Share this post on:

Dear J,

Fair enough, I need to start proving my point that the universe is personal in nature. Here goes.

Before we’re very old, we start noticing that life isn’t very fair. Someone else gets a bigger slice of chocolate cake. The teacher’s pet gets picked for the team. We get blamed when it was someone else’s fault. When things aren’t fair, we get angry. We want some kind of balancing of the scales. I must be treated as I deserve. Some treatment is right, and some treatment is wrong

This doesn’t change as we get older. Just push in line in front of people who’ve been standing for hours, and see the universal sense of outrage and injustice come out. Everyone expects you to obey a certain rule of fairness, and won’t tolerate your breaking of it. But why is this? Why do we not only want fair treatment, but expect it of others? We act as if there is a standard outside of ourselves, which everyone ought to know, and everyone ought to obey. This is a flat contradiction of the idea that morals are person-relative and that some things are “right for some people, and not for others” or that every person must “try to do his best in his or her heart, and not hurt other people”. This is simply not how people act in the real world.

In reality, everyone believes in right and wrong. Even those who say they don’t. Just confront a live-and-let-live moral relativist with a flaming Fundamentalist Preacher telling him what to do, and you will quickly see that our theoretical relativist believes the Fundamentalists are wrong, intolerant, bigots. He disputes their belief system. He thinks they’re wrong. He is angry that they seem to be forcing it on others. 

But his anger shows he doesn’t really believe in his own system of moral relativism. Because if justice and morality is person-relative, then there should be no anger. Those Fundamentalists think it’s OK to force their beliefs on others. That is their way of being true to themselves and doing what they believe is right. Narrow-mindedness is virtuous to them. According to the idea of moral relativism, this should all be OK, because these attitudes make up the personal morality of the Fundamentalist. A relativist should be completely okay with the Fundamentalist’s intolerance, because he is just being true to himself. 

The fact that our moral relativist gets defensive and angry at the flaming Fundamentalist shows that the two of them are actually very similar. The Fundamentalist believes in right and wrong and preaches to the relativist that he is wrong for being a moral relativist. The moral relativist believes the Fundamentalist is wrong, that his preachy behaviour is bad. And he doesn’t meekly tolerate it, either. He wants the Fundamentalist to stop, to change. In other words, he expects the Fundamentalist to conform to some rules that he inwardly believes govern them both. He thinks there are rules for everyone, not just personal morality, but public, universal morality. 

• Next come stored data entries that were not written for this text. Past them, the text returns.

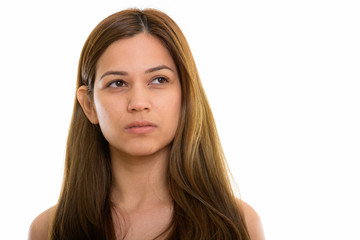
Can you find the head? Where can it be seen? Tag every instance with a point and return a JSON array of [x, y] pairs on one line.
[[197, 173], [127, 25]]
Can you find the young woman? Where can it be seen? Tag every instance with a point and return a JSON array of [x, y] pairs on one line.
[[143, 159]]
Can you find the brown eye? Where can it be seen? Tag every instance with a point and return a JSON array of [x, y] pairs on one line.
[[117, 83], [159, 80]]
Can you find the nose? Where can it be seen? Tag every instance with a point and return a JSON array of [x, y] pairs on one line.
[[138, 100]]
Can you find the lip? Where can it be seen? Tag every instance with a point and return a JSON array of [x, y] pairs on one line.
[[140, 127]]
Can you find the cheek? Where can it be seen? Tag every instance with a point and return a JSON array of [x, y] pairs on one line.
[[107, 112]]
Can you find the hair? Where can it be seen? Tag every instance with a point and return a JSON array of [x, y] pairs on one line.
[[204, 204]]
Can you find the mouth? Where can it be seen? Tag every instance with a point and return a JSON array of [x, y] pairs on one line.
[[140, 127], [137, 124]]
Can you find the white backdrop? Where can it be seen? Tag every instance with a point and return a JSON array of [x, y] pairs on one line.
[[282, 77]]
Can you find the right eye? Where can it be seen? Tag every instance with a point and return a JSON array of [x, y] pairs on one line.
[[117, 83]]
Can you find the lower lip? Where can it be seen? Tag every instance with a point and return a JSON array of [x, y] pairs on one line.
[[140, 130]]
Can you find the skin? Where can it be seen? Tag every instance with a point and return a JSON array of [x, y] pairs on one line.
[[137, 81]]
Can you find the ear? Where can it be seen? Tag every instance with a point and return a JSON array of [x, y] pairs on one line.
[[87, 105]]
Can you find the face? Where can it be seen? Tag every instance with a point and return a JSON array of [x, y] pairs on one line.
[[137, 96]]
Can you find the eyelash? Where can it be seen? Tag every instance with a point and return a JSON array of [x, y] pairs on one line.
[[122, 82]]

In other words, everyone believes in right and wrong. Some people preach it and call others to convert to their ways. Other people keep it to themselves until they feel others have interrupted their private world, then they make demands on others to live up to it, even if it means the demand “leave me alone”. Even when the moral relativist says “people should live and let live”, his use of the word should shows he believes there is a standard that everyone should respect. He is just as much a preacher as the Fundamentalist; it’s just he carries the conceit that he is non-judgemental.

In fact, if justice is relative, then the world becomes absurd. If we all just decide our own moral paths, maybe in my personal world I decide that stealing is OK. When my personal world bumps into your personal world, I steal your stuff. You get angry. But let’s say say you get your stuff back. You’re still angry with me that I stole from you, even though the problem has been solved. Why should you be angry with me, if justice and morality are person-relative? I’m just obeying the rules of my personal moral world. In your personal moral world, it’s bad to steal. In my personal moral world, it’s good to steal.

The anger really comes because we believe the other person has broken another rule, a “Bigger Rule”, which must govern us both – that we must not hurt each other. If my personal moral rules, which say that stealing is okay, and your personal moral rules, which say that stealing is wrong, must both submit to some Bigger Rule that says we must not harm each other, where does that Bigger Rule come from? And why does it govern more than one personal moral world? Because if I don’t have (or want) the Bigger Rule in my personal moral world, I don’t have to respect it. I can rob you and feel no remorse. You must be robbed and be fine with it, because you know the Bigger Rule is not part of my personal world.

So since some kind of universal morality prevails everywhere, how do we explain this, if the cosmos is impersonal and merely material?